With my sumatriptan prescription still on hold, I was feeling increasingly desperate and nervous, particularly with my ER also having changed their opioid policy for 2018. H’s call came at exactly the right moment.
A new abortive option
What she told me was a huge shock to me, because despite thinking that I had kept up with the latest research I had not been aware that at least one drug company had reformulated the oral CGRP-antagonist medication that had caused some liver toxicity and had to be shelved. I also had thought that the oral versions were preventative in nature, like the sub-cu or IV injections to be given monthly that we’ve all been discussing. However, H said that the new medication is an abortive, and the results for most have been the same or better (in fact, usually better) than whichever triptan the subject had used previously.
Like the last study I participated in, there would be few restrictions. The supplements I take for prevention could be continued, and she said the Phase 3 trial had just been opened up to those who had participated in previous CGRP studies. The trial period is twelve months, and I asked what would happen if I were in fact able to have erenumab prescribed during that time. She told me that in that case I would have to drop out, but that dropping out at any time for any reason is never a problem.

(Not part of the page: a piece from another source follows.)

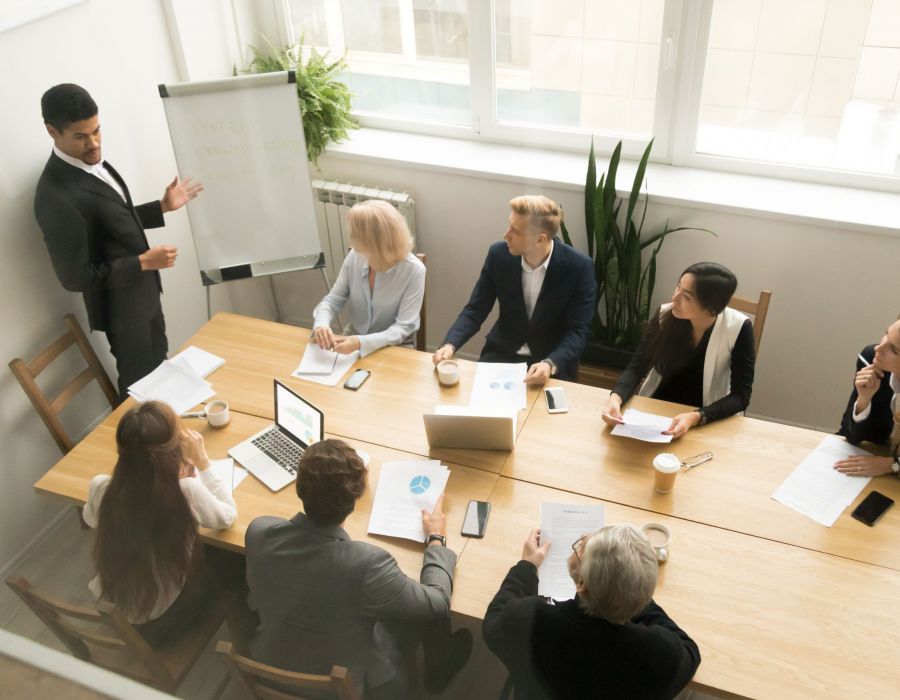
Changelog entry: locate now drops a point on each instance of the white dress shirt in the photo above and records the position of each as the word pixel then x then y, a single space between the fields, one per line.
pixel 97 171
pixel 532 282
pixel 385 315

I told her with mounting excitement that I was ALL IN. She was able to schedule me for the following week, and so within days I was making the long familiar drive, in the pouring rain and fog, to the clinic where the magic happens.
Clinical trial paperwork and screening
It started out similarly to the other two studies. I signed some paperwork and answered questions to eliminate any possibility of depression and suicidal thoughts. Oddly, the first question on the suicide survey was “Have you ever had an accident?” I’m sorry, WHAT? I feel fortunate that H is a personal friend, who can guide me through some of the more odd aspects of this particular drug company’s procedure. It is a drug company I had never heard of, as a matter of fact.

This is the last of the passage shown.